Some very good news is that we can actively use the same solar energy to bypass the natural hydrological cycle to synthesize as much freshwater as we want and pump it to wherever we want and even put it in solid or gaseous form if we want. In principle, it’s physically possible to artificially refill all our lakes, rivers and streams with clean, 100% reliable water supply. With electricity we can remove the salt and other impurities and then pump the water uphill. The process is already pretty well established, with over 21,000 desalination plants in operation worldwide today, mostly concentrated in the Middle East where they have nearby saltwater, cheap oil and gas, and severe freshwater scarcity.
The problem with desalination and water transportation has always been the cost and environmental impact of the energy and pipeline requirements. A breakthrough in cheap sustainable energy and underground pipeline construction costs is needed. How else will we irrigate the Midwest when we’ve finishing sucking the Ogallala Aquifer dry? How else will East Africa survive when Lake Victoria is nothing more than a memory?
Solar energy is soon going to be cheaper per Joule, by an order of magnitude, than hydrocarbon fuels ever have been anywhere in the world. So the energy portion is already likely to be solved in a timely manner.

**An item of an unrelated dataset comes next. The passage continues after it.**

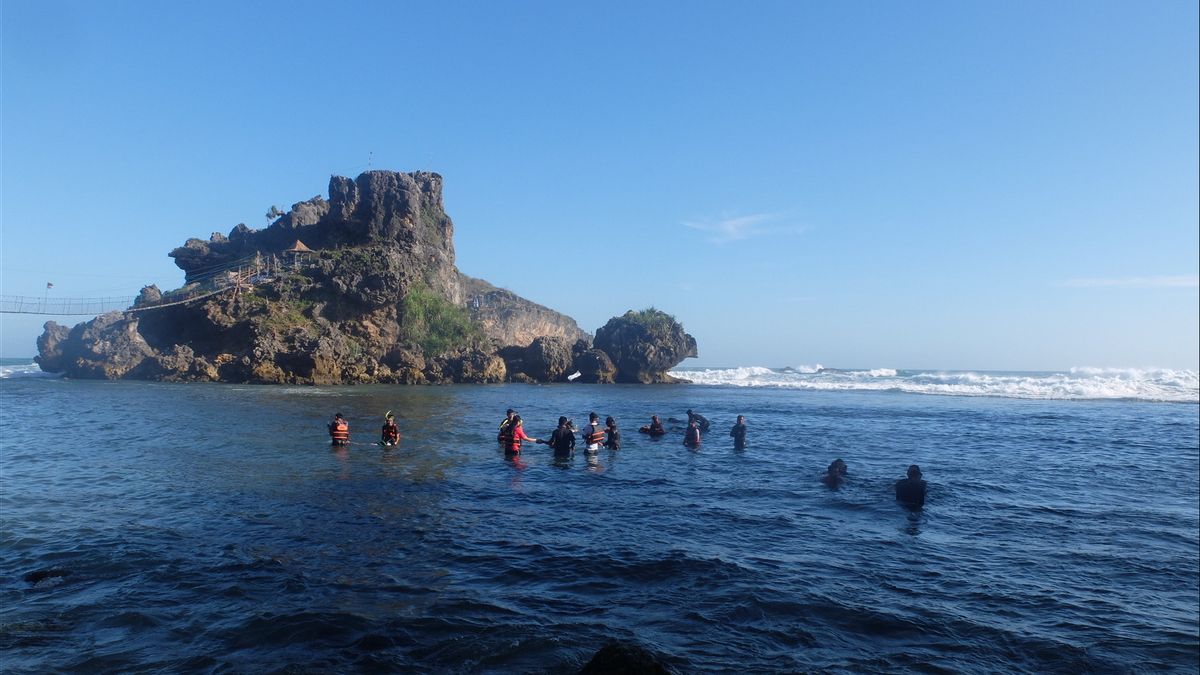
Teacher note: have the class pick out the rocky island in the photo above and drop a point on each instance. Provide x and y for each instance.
(357, 288)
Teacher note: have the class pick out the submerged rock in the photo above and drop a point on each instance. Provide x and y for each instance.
(625, 658)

Underground aqueducts already exist. Mexico City, for instance, relies heavily on their pipeline infrastructure and they recently completed a 39-mile wastewater removal tunnel. Sadly, these subterranean aqueduct projects take years to complete, cost around $1 billion per mile and have insufficient flow rates to really make a dent in the overall global water crisis.
Can we fix that part? Suppose that Boring Company hits their technical goals for Prufrock and then follows that up with a MegaPrufrock variant with a 4-meter radius. It might cost 5x more per mile than regular Prufrock for a cost of about $25M per mile fully outfitted with pumps. With a 50 m^2 cross sectional area and a 20 m/s flow rate (we don’t care much about pump energy consumption in this future) it could transport 1000 m^3 of water per second.
For comparison, the discharge rate of the Amazon River is 200k m^3/s. If we wanted to deliver an equivalent flow of water, we could do it with just 200 of these aqueducts at a cost of just $5B per mile. No crazy technology involved, just big pipes with big internal propellers.
Building one such aqueduct from the Gulf of Mexico to Nebraska 1000 miles away would cost $25B. Nebraska today has about 1M irrigated acres of farmland. Our pipeline can deliver 1 acre-foot of irrigation (1200 m^3) every 1.2 seconds. Corn needs about 2 acre-feet per season.
1M acres * 2 feet irrigation * 1.2 sec/acre-ft / 86400 sec/day = 28 days of aqueduct flow to grow 1M acres of corn.
Wow, that actually sounds feasible!
Lake Mead has a maximum capacity of 32 billion m^3. At our estimated 1000 m^3/s flow rate, Lake Mead could be completely filled from empty in one year with a single pipe. It’s 270 miles from the ocean. At $25M/mile the pipe would be $7B to construct.
I am fairly convinced by now that if Boring Co can actually hit their preposterous goals and Wright’s Law for solar development holds true for another decade or two, we can provide plenty of water for our own needs, directly fix our wildlife reserves and reverse desertification. Tesla would play a massive role in powering this infrastructure because they will be the leading energy company by the time any of this would happen.